Statistics

This is a simple illustration of the use of statistics in everyday life. The example here is inspired by the 2008 presidential election. In the run up to the election polls were taken daily by many news agencies to help predict the outcome. Various media made statements such as "from a poll of 1500 likely voters, we predict Obama is likely to receive 54% of the vote - the margin of error is 4%". But what does this mean? Why do only 1,500 people out of 100,000,000 likely voters need to be polled to make such a bold prediction?

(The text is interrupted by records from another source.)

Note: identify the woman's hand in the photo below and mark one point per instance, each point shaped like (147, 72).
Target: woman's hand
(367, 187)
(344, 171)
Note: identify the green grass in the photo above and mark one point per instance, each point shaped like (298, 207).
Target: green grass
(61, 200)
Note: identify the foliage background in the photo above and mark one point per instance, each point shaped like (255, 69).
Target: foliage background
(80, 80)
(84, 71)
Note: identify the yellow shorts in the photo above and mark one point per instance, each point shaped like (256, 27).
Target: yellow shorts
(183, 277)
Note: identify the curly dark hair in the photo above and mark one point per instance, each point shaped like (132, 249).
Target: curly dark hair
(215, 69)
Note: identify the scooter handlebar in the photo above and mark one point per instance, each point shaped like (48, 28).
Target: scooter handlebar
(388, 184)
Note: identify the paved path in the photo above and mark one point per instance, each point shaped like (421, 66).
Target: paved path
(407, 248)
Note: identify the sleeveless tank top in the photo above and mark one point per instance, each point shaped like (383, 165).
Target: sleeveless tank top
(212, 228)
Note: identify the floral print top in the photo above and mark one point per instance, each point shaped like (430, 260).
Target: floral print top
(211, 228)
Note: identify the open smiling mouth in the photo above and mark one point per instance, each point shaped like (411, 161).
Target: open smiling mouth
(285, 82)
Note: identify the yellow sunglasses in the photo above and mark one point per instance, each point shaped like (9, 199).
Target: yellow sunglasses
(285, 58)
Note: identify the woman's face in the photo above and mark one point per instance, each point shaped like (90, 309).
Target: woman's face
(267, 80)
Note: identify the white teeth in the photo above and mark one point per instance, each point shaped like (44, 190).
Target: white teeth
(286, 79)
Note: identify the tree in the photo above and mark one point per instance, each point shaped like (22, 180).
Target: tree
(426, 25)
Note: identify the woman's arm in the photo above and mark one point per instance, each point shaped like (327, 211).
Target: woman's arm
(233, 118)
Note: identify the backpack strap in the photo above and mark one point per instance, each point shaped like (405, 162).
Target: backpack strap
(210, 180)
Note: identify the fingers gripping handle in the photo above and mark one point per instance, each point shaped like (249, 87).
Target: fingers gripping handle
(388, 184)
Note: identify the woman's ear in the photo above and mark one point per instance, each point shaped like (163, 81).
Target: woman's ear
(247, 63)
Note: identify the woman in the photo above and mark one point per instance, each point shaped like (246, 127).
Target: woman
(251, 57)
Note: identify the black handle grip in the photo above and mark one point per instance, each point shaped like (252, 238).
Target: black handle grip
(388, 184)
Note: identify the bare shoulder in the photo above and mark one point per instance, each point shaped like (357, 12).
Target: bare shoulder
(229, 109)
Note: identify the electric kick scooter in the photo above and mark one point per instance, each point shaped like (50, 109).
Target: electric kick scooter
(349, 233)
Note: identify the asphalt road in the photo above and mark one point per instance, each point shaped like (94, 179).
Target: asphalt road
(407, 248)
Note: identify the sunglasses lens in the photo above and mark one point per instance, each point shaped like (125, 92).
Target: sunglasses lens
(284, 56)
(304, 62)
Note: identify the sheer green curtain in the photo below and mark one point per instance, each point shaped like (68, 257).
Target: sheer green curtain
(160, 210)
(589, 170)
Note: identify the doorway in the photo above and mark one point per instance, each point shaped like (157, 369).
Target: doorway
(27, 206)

Suppose all voters have decided who they will vote for and assume, for simplicity, the choice is limited to 2 candidates. If all likely voters are polled we will know the outcome exactly. If we poll a few of the likely voters, it is likely the vote percentage we get will be wrong. Nevertheless, if we poll many times, the average vote percentage should be a good estimate of the actual percentage. To see this we build a Matlab program that creates voters, assigns votes to these voters, and creates a histogram of the frequency of vote percentages over numerous samples taken from the collection of voters.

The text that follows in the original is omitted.